Research

Materials Science and Engineering at MIT (PDF)
The Scientific Data Flood: A Case Study of "How Much Information?"

Stuart Madnick, John Norris Maguire Professor of Information Technology, MIT Sloan School of Management & Professor of Engineering Systems, MIT School of Engineering

MacKenzie Smith, Associate Director of Technology, MIT Libraries

Kate Clopeck, Masters of Science, Technology and Policy Program, MIT

June 2009

Abstract:
This case study gives examples of how data is created and stored by material scientists and engineers at MIT. The amount of data depends on specific research goals and the tools, experimental techniques, and computational methods employed by the individual researcher. Both simulation and experiments are used, with the simulations producing more data in the cases reported here. The ratio between computation and data production varies widely. For example, a hundred million-atom simulation might produce only a few kilobytes of data. However, if the researcher wants to track the system at every time step, a much “smaller” simulation (fewer atoms) could generate petabytes of data.

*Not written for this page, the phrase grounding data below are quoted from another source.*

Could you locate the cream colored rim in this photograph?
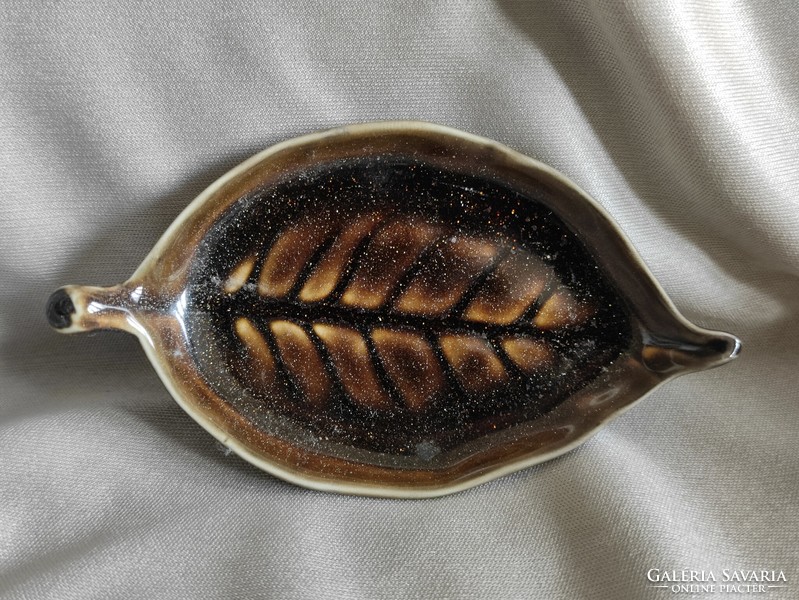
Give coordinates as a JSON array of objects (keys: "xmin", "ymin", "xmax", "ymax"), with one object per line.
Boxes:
[{"xmin": 121, "ymin": 122, "xmax": 734, "ymax": 498}]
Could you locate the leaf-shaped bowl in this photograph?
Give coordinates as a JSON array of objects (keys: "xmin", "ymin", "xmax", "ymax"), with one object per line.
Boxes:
[{"xmin": 47, "ymin": 122, "xmax": 740, "ymax": 498}]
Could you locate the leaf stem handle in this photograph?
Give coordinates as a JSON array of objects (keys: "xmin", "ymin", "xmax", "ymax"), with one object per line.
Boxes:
[{"xmin": 46, "ymin": 284, "xmax": 141, "ymax": 335}]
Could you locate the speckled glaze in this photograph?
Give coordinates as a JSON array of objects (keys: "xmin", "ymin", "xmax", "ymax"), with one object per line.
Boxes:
[{"xmin": 47, "ymin": 122, "xmax": 740, "ymax": 498}]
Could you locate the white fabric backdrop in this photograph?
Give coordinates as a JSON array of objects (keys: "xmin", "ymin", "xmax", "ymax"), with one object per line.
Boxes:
[{"xmin": 1, "ymin": 1, "xmax": 797, "ymax": 598}]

Data is retained very differently in different labs. For example, in one lab, research data is stored on the students’ and postdocs’ personal computers, with each person in charge of the data they generate. The first author listed on the final publication is responsible for backing up the data onto a CD or portable hard drive at the time of publication. Each year, the faculty member assigns one of her students to purge old data. Other papers examine other labs at MIT.